Мои доводы ее разум отметал, она жаждала свержения царского самодержавия и провозглашения республики, считая, что это обеспечит угнетенным слоям населения лучшую жизнь и приведет к всеобщему благоденствию. Я же уверял ее, что это утопия, всем одинаково хорошо никогда не будет, и, к сожалению, всегда кому-то бывает плохо. Мысленно я добавлял: «Что такое „плохо“, я уже познал и не горю желанием узнать вновь».
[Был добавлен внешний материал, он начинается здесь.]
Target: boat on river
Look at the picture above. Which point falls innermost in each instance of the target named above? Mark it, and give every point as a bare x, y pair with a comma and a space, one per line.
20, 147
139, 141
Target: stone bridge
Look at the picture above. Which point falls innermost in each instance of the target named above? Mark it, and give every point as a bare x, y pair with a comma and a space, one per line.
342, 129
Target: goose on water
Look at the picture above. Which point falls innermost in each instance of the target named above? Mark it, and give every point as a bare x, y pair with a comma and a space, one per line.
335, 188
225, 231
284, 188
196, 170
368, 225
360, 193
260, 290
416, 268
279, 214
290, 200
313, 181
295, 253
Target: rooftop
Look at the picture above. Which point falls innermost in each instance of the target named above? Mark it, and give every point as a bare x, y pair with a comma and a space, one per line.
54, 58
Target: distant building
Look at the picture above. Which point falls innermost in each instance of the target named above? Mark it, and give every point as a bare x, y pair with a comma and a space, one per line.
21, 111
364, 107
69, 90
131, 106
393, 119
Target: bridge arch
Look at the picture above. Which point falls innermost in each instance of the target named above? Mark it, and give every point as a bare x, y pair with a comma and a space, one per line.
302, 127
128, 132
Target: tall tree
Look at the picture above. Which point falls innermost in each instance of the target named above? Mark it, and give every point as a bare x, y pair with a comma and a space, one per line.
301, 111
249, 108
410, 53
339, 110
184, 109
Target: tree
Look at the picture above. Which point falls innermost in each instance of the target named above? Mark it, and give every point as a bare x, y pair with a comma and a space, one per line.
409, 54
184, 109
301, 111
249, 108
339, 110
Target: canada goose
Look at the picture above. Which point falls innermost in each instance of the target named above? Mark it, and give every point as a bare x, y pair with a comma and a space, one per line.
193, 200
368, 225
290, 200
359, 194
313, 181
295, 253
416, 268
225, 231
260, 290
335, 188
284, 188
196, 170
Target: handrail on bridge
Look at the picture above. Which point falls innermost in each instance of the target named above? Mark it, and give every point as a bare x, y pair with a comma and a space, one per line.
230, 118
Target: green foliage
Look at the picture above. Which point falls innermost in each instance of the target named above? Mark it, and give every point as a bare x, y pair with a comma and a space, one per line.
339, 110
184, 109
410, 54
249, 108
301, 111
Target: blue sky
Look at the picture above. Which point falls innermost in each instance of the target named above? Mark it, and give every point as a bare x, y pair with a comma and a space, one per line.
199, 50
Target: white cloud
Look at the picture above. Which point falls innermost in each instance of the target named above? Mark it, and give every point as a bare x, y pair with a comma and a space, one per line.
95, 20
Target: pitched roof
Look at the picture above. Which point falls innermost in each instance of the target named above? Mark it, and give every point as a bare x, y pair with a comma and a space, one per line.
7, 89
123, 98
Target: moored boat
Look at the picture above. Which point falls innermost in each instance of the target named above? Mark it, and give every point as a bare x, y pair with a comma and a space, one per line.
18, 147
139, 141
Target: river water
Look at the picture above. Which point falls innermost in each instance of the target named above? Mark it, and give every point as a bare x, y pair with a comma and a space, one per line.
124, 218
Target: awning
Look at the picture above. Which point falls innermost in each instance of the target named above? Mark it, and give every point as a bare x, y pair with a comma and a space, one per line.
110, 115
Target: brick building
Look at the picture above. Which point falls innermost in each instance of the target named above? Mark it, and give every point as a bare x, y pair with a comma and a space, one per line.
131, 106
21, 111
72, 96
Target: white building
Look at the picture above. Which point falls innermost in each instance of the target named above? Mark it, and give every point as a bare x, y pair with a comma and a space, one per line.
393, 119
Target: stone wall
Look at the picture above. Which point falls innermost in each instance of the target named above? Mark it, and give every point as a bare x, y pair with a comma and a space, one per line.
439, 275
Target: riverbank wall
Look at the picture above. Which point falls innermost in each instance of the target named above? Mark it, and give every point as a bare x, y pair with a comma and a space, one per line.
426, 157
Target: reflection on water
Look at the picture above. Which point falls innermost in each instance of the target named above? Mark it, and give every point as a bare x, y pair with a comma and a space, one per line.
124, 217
Наши споры закончились с моим отъездом на Южный фронт в составе группы врачей-эпидемиологов. Так я оказался в Киеве, в инфекционном отделении Александровской больницы. Город произвел на меня благоприятное впечатление: широкие светлые улицы, щедро освещаемые фонарями в вечерний час, электрические трамваи, тогда как в Петрограде до сих пор ходило много конок, и чудо из чудес — фуникулер. Мне очень понравилось, что Киев утопает в зелени, здесь много парков, сквериков, деревьев, растущих на улицах, среди них немало фруктовых, и ватаги мальчишек лакомятся их дарами. Это отнюдь не провинциальный город и далеко не бедный, судя по тому, какие наряды можно увидеть во время вечерней прогулки по центральным улицам. Многие питерские модницы побледнели бы от зависти. Война, бушевавшая всего в нескольких сотнях верст, напоминала о себе лишь обилием военных, оккупировавших улицы и увеселительные заведения. Вечерами здесь было шумно и весело, и только днем, находясь на работе, я сталкивался с ужасными знаками войны: множеством раненых, увечных. Дело в том, что имевшиеся здесь стационарный и временный госпитали не справлялись с потоком пациентов, и часть из них попадала на койки нашей больницы. В инфекционном отделении тоже хватало работы: тиф, холера, гепатит поставляли нам множество изможденных, желтых, обезвоженных страдальцев, мечущихся в беспамятстве из-за высокой температуры.
Изредка мне приходилось выезжать с инспекторскими проверками на передовую, но в основном мне везло: я приезжал на тот участок фронта, где устанавливалось временное затишье и боевые действия не велись. О том, что здесь происходило, можно было догадаться лишь по воронкам от разрывов снарядов, переполненным палаточным госпиталям, а еще по ужасной вони, распространявшейся с ничейной территории. Санитары обеих воюющих сторон беспрепятственно выносили оттуда трупы и раненых, но воняли разлагающиеся фрагменты тел, которых после боя оставалось великое множество.